I’m aware that, as someone who just recently used JJ Abrams’ “Not-Your-Father’s-Star-Trek” as a jumping-off point for taking swipes at the practice of retooling cerebrally-oriented older material into flash-first/brains-second “tentpole” action movies; I’m expected to hate the idea of Warner Bros “reimagining” of Sherlock Holmes. Robert Downey Jr. has the title role, Guy Ritchie is directing, and the new-spin places a heavy emphasis on Holmes as a rougish, action-oriented tough guy.

Well, I don’t. Hate it, that is. I’m skeptical as all hell – mostly of Ritchie, a wildly uneven filmmaker who’s thus far failed to prove he has anything to offer beyond superficially-amusing British gangster films – but the premise itself doesn’t bother me all that much. In cinematic terms, Holmes occupies the same rare space as Dracula and Christ… characters that have been done to death a hundred times over to the point that no “departure” could concievably be radical enough to do any kind of “damage.” Hell, the image most people have of the “classical” Sherlock Holmes (deerstalker cap, opera coat, “elementary,” etc.,) has very little to do with the original literary version to begin with.

So, basically, my mind is WIDE OPEN for this movie. This first TRAILER for it, on the other hand… yikes.

The first troubling thing about this trailer, right off the bat, is that it looks like a joke. Not a “comedy.” I mean it looks like a parody… like something “FunnyOrDie” or whoever would cook up as a brutal SATIRE of the idea of Sherlock Holmes as an action franchise – right down to the quippy one-liners, slapstick partial-nudity, fireball-dodging, absurb “bullet-time” fistfight and the “S!! H!!! E!!! R!!!! L!!!!!” title-countdown bit – not something that’s supposed to be the genuine article. I mean, for our introduction to the new-and-improved Holmes he delivers a dry-cool quip, dodges a gunshot and then takes an olympic-style dive from a 5th-story window into The Thames River. Wow. Look, the “traditionalists” were going to be DREADING this thing no matter what… but I bet even they didn’t expect they’d be laughing at it.
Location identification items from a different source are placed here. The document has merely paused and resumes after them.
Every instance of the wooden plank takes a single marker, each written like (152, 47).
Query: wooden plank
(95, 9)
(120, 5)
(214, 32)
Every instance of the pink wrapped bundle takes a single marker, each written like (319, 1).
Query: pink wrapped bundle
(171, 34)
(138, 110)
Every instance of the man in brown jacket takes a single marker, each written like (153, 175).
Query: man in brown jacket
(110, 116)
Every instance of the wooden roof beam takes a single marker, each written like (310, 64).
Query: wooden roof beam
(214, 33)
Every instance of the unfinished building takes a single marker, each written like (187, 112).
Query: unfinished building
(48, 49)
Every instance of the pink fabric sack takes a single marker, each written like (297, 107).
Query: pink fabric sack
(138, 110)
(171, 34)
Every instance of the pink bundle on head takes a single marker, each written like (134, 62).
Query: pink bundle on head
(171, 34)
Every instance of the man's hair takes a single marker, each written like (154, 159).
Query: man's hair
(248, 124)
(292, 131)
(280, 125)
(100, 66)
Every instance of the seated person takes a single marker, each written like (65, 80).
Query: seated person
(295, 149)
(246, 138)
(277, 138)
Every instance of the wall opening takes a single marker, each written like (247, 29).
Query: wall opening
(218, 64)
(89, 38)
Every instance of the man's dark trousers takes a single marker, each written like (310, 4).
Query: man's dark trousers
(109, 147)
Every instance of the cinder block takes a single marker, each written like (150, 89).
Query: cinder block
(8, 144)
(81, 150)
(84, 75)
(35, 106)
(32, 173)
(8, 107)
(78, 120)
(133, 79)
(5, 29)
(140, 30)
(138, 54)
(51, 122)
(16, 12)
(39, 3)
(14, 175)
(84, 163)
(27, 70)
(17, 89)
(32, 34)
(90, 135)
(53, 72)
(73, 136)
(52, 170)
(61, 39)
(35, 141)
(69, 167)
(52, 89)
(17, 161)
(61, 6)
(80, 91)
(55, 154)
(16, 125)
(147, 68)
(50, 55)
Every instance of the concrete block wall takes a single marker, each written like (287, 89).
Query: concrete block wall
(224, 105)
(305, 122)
But, whatever. Like I said, this character has been reworked and reshaped so many times nothing they seem to be doing here can really be called a “desecration” or any such hyperbolic nonsense. Bare-knuckle boxing? Fine. What appears to be two-handed baton fighting? Sure. Bantering-while-gunfighting opposite Watson like old-timey “Bad Boys?” Works for me. The production has been right up front about going for a kind of Pirates of The Carribean-style Victorian-dress adventure vibe, and so far that mission looks accomplished.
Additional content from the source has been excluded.